Pseudomonas aeruginosa, a nefarious bacterial pathogen, attempts to repair this aberrantly formed peptidoglycan by the function of the lytic transglycosylase Slt. Now, investigators at the University of Notre Dame have been able to document and illuminated how this single enzyme helps bacteria rebound from damage inflicted by antibiotics not strong enough to immediately eliminate the microbes.
The cell walls of P. aeruginosa are made of long, adjacent units that are cross-linked together. In the presence of a beta-lactam antibiotic, the cross-links are not formed. However, long chains of uncross-linked polymers remain, which signal that the cell wall is damaged. That is where Slt comes in. The enzyme recognizes the damage and chops down the long chains of uncross-linked polymers, and the organism rebuilds the cell wall.
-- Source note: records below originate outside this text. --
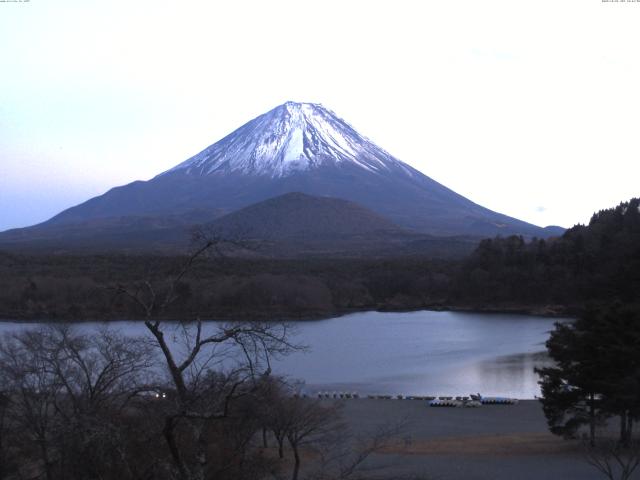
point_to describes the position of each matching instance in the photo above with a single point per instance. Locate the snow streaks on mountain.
(292, 137)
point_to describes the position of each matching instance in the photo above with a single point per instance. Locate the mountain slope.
(296, 147)
(300, 215)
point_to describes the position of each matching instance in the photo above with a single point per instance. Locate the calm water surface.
(412, 353)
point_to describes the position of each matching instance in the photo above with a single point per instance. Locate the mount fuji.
(296, 147)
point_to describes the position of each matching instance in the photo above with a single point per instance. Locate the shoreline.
(545, 311)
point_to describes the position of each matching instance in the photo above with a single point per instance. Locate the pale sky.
(530, 108)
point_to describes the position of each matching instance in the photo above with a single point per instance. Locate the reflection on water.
(410, 353)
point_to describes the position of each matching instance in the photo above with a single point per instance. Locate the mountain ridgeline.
(296, 147)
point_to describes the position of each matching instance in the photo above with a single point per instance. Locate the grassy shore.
(489, 442)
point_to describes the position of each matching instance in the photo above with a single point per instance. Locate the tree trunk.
(45, 459)
(592, 421)
(623, 429)
(280, 447)
(296, 465)
(167, 431)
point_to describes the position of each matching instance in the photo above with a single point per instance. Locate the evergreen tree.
(597, 372)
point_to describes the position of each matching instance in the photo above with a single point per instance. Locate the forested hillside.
(597, 262)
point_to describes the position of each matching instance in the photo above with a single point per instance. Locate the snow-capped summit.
(296, 147)
(291, 137)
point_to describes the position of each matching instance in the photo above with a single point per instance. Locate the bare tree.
(191, 350)
(64, 393)
(614, 460)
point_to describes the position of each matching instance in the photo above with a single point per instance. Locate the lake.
(409, 353)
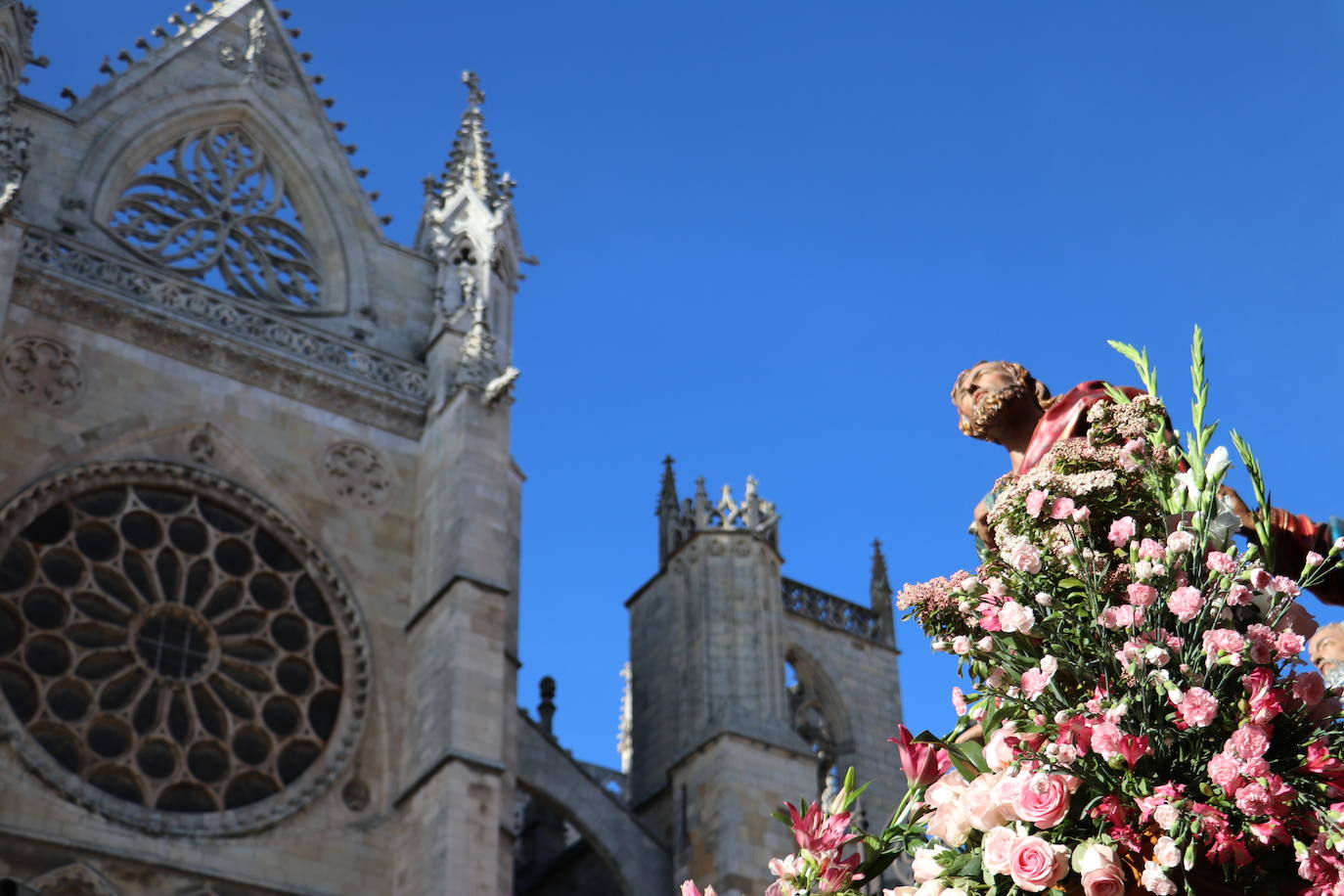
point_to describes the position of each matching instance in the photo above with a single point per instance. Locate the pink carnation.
(1121, 531)
(1197, 708)
(1309, 688)
(1249, 741)
(1120, 617)
(1024, 557)
(1149, 550)
(1289, 644)
(1186, 602)
(1106, 739)
(1015, 617)
(1219, 561)
(1224, 641)
(1225, 771)
(1034, 683)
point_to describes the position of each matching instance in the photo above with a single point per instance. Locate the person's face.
(984, 381)
(1326, 645)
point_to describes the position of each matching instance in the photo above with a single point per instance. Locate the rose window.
(215, 207)
(172, 649)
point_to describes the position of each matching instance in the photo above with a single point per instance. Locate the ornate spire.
(477, 364)
(879, 587)
(667, 497)
(471, 161)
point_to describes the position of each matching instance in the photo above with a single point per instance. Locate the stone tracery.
(215, 207)
(164, 647)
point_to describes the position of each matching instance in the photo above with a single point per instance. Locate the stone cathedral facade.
(259, 531)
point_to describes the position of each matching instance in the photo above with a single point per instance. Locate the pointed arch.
(75, 878)
(818, 715)
(330, 230)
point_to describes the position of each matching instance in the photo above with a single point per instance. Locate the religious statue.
(1002, 402)
(1326, 651)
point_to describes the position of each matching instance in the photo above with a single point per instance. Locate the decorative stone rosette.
(172, 651)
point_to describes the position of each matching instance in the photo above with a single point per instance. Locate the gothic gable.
(74, 880)
(219, 164)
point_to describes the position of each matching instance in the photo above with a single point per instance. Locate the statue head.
(991, 389)
(1326, 645)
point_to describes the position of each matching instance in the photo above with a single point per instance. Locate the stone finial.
(676, 522)
(546, 709)
(477, 366)
(879, 586)
(471, 160)
(624, 738)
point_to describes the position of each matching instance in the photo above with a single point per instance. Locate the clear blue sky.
(772, 234)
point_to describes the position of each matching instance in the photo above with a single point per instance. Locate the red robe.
(1294, 535)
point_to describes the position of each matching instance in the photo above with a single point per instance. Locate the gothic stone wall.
(136, 403)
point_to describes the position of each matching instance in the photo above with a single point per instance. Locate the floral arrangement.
(1139, 722)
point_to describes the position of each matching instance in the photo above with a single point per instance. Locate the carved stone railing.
(827, 608)
(219, 312)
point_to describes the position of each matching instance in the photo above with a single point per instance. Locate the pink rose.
(1103, 881)
(1181, 542)
(1121, 531)
(1167, 852)
(1045, 799)
(1186, 602)
(1015, 617)
(981, 805)
(1154, 880)
(1037, 864)
(1062, 508)
(924, 866)
(998, 849)
(1197, 708)
(1249, 741)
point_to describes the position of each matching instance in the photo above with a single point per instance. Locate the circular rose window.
(172, 653)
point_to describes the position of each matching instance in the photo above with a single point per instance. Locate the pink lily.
(922, 763)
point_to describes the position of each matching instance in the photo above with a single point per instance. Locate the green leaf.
(974, 754)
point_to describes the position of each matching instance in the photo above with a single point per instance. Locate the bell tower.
(747, 688)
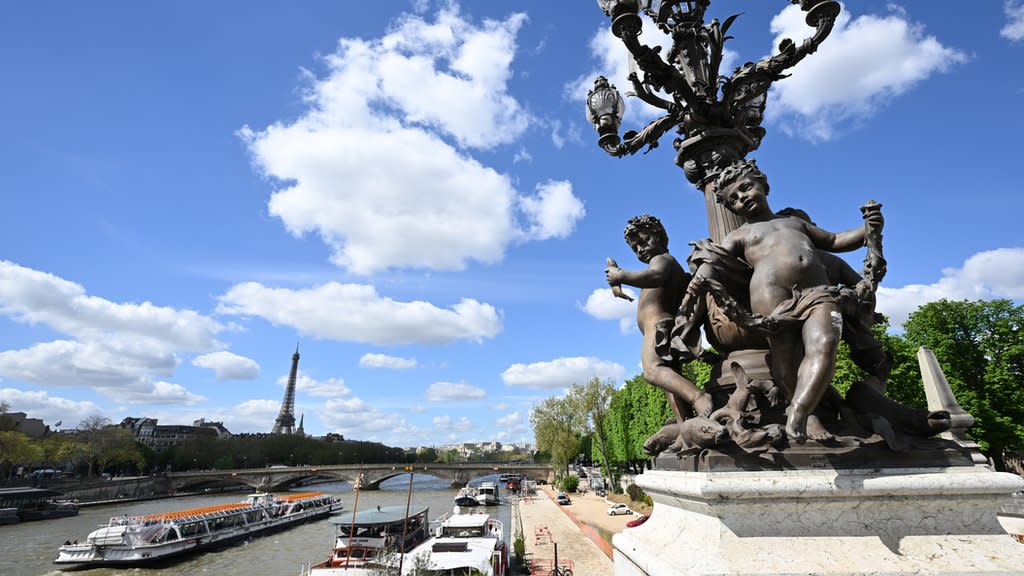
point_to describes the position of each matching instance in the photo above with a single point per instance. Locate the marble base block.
(895, 521)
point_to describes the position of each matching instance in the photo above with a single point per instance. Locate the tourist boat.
(24, 504)
(367, 541)
(1011, 517)
(486, 494)
(465, 543)
(130, 540)
(466, 497)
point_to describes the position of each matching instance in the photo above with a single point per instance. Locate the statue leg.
(820, 334)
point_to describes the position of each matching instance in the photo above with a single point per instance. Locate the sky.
(411, 194)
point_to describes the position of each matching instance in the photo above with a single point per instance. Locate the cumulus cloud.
(444, 392)
(50, 409)
(1015, 21)
(356, 313)
(561, 372)
(993, 274)
(332, 387)
(509, 420)
(602, 304)
(553, 212)
(446, 423)
(227, 366)
(385, 361)
(120, 350)
(864, 63)
(385, 175)
(353, 418)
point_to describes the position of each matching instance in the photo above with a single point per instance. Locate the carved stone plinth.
(893, 521)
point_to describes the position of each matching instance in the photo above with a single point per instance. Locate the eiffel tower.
(286, 419)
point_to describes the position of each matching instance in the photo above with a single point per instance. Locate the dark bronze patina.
(766, 290)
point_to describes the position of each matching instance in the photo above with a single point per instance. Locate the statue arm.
(654, 276)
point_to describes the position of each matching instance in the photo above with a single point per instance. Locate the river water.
(29, 548)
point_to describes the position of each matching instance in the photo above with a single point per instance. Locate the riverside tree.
(556, 428)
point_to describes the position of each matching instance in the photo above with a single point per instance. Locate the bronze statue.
(772, 283)
(662, 287)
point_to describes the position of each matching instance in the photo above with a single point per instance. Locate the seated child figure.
(663, 285)
(790, 286)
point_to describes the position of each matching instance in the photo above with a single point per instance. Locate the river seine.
(29, 548)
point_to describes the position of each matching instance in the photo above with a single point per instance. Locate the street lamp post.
(717, 117)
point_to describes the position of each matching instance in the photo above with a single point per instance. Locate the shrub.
(637, 494)
(570, 483)
(519, 546)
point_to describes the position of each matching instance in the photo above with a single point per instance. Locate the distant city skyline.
(412, 191)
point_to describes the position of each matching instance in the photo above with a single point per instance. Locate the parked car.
(637, 522)
(615, 509)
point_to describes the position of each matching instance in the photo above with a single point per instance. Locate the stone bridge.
(373, 475)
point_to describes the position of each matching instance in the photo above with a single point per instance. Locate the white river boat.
(466, 543)
(128, 540)
(368, 542)
(486, 494)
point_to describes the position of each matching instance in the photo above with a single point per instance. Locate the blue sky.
(411, 192)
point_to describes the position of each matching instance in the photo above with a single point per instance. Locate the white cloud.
(160, 393)
(446, 423)
(370, 166)
(34, 297)
(251, 415)
(332, 387)
(353, 418)
(50, 409)
(1015, 21)
(522, 156)
(117, 348)
(553, 212)
(227, 366)
(444, 392)
(356, 313)
(384, 361)
(864, 63)
(994, 274)
(561, 372)
(509, 420)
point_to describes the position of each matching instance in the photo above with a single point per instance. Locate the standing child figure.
(662, 287)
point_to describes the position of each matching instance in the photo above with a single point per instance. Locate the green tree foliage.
(557, 432)
(16, 449)
(635, 411)
(593, 401)
(980, 345)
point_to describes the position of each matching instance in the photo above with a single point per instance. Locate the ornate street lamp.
(718, 118)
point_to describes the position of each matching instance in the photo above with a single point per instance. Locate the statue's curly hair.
(733, 171)
(648, 223)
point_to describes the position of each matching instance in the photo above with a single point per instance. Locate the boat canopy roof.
(380, 515)
(28, 493)
(467, 520)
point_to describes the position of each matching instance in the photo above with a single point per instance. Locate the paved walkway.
(546, 524)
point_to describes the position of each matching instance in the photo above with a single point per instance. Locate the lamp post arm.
(647, 136)
(642, 92)
(657, 73)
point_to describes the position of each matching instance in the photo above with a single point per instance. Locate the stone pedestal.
(880, 521)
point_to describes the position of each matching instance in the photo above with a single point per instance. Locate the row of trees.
(97, 447)
(979, 344)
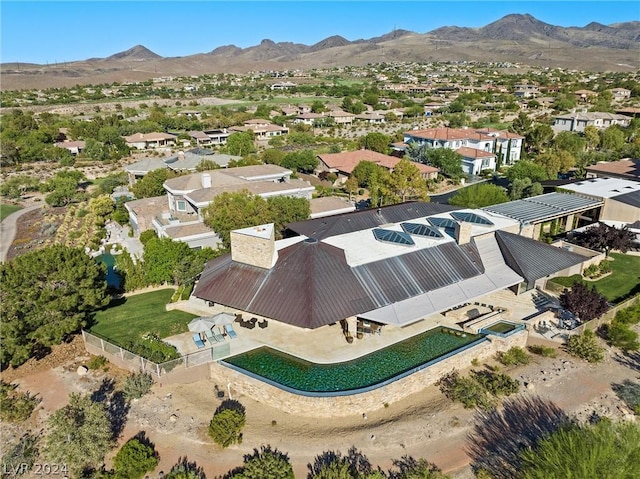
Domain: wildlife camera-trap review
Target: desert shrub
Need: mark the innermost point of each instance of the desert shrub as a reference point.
(545, 351)
(227, 422)
(466, 390)
(585, 346)
(15, 406)
(498, 384)
(97, 362)
(137, 385)
(513, 357)
(134, 459)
“It’s a survival strategy,” said Shahriar Mobashery, Navari Family Professor in Life Sciences at Notre Dame and lead author of the study. “The cell wall is the structural entity that encases the entire bacterium, and its health is critical for the survival of the bacteria. If you have a drug that inflicts damage to the cell wall, the bacterium cannot cope with it and it dies.”
“It’s sort of like if you’re driving home and get into a fender bender, and by the time you get home, your car is already repaired,” said Mobashery.
The study involved synthesized pieces of the cell wall and studying it with Slt to determine how the enzyme degrades it. They sent purified Slt and cell wall samples to collaborators at the Spanish National Research Council to determine its structure.
“We documented in this report that Slt turns over the peptidoglycan by both exolytic and endolytic reactions, which cause glycosidic bond scission from a terminus or in the middle of the peptidoglycan, respectively,” the authors wrote. “These reactions were characterized with complex synthetic peptidoglycan fragments that ranged in size from tetrasaccharides to octasaccharides.”
The authors continued: “the X-ray structure of the wild-type apo Slt revealed it to be a doughnut-shaped protein. In a series of six additional X-ray crystal structures, we provide insights with authentic substrates into how Slt is enabled for catalysis for both the endolytic and exolytic reactions. The substrate for the exolytic reaction binds Slt in a canonical arrangement and reveals how both the glycan chain and the peptide stems are recognized by the Slt.”